Let's assume the height of the triangle is h cm. According to the given information, the base of the triangle is 3 cm greater than the height. So, the length of the base is (h + 3) cm.

The formula for the area of a triangle is given by:

Area = (1/2) * base * height

Substituting the given values, we can write the equation:

14 = (1/2) * (h + 3) * h

To solve this equation, let's multiply both sides by 2 to get rid of the fraction:

28 = (h + 3) * h

Expanding the right side:

28 = h^2 + 3h

Rearranging the equation in standard quadratic form:

h^2 + 3h - 28 = 0

Now, we can solve this quadratic equation using factoring or the quadratic formula.
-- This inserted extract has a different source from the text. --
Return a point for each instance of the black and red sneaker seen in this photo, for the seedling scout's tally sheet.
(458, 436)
Factoring the equation, we find:

(h + 7)(h - 4) = 0

Setting each factor equal to zero, we get two possible solutions:

h + 7 = 0 or h - 4 = 0

If h + 7 = 0, then h = -7. However, since the height cannot be negative in this context, we can ignore this solution.

If h - 4 = 0, then h = 4.

Therefore, the height of the triangle is 4 cm.

Now, we can find the length of the base by substituting the value of h back into our expression for the length of the base:

Length of base = h + 3 = 4 + 3 = 7 cm.

So, the length of the base is 7 cm and the height is 4 cm.
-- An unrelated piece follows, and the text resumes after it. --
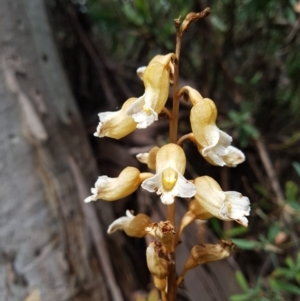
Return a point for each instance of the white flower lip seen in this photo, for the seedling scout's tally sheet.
(182, 188)
(225, 205)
To find the length and height of the base, we need to solve the following problem step by step.

Step 1: Understand the problem
We have a triangle with a base that is 3 cm longer than the height. The area of the triangle is given as 14cm^2.

Step 2: Identify the known values
Let's assign variables to the unknown values.
Let h represent the height of the triangle.
Then the base of the triangle is h + 3 cm.

Step 3: Use the area formula for a triangle
The area of a triangle is given by the formula:
Area = (1/2) * base * height

We know that the area is 14 cm^2, so we have:
14 = (1/2) * (h + 3) * h

Step 4: Simplify the equation
Multiply both sides of the equation by 2 to get rid of the fraction:
28 = (h + 3) * h

Step 5: Expand the equation
28 = h^2 + 3h

Step 6: Rearrange the equation
Rearrange the equation in standard quadratic form (ax^2 + bx + c = 0):
h^2 + 3h - 28 = 0

Step 7: Solve the equation
We can solve this quadratic equation by factoring or using the quadratic formula. Let's use factoring:

(h + 7)(h - 4) = 0

Setting each factor equal to zero, we get:
h + 7 = 0 or h - 4 = 0

Solving for h, we find:
h = -7 or h = 4

Since the height of a triangle cannot be negative, we discard the negative value and conclude that:
h = 4 cm

Step 8: Find the base length
To find the length of the base, we substitute the value of h into the equation:
base = h + 3
base = 4 + 3
base = 7 cm

So, the height of the triangle is 4 cm, and the length of the base is 7 cm.

The area of a triangle is

A = base * height /2

If you have not learned to solve quadratic equations before, then think of
2A = base * height
Since A=14, 2A = 28
Look for two integers that multiply together to give 28, but with a difference of 3 between them.

If you have learned quadratic equations, then let
h=height
b=base = h+3

Using the area formula above, you'll get
A=14 = h(h+3)/2
from which you can solve for the height h. The base is simply h+3.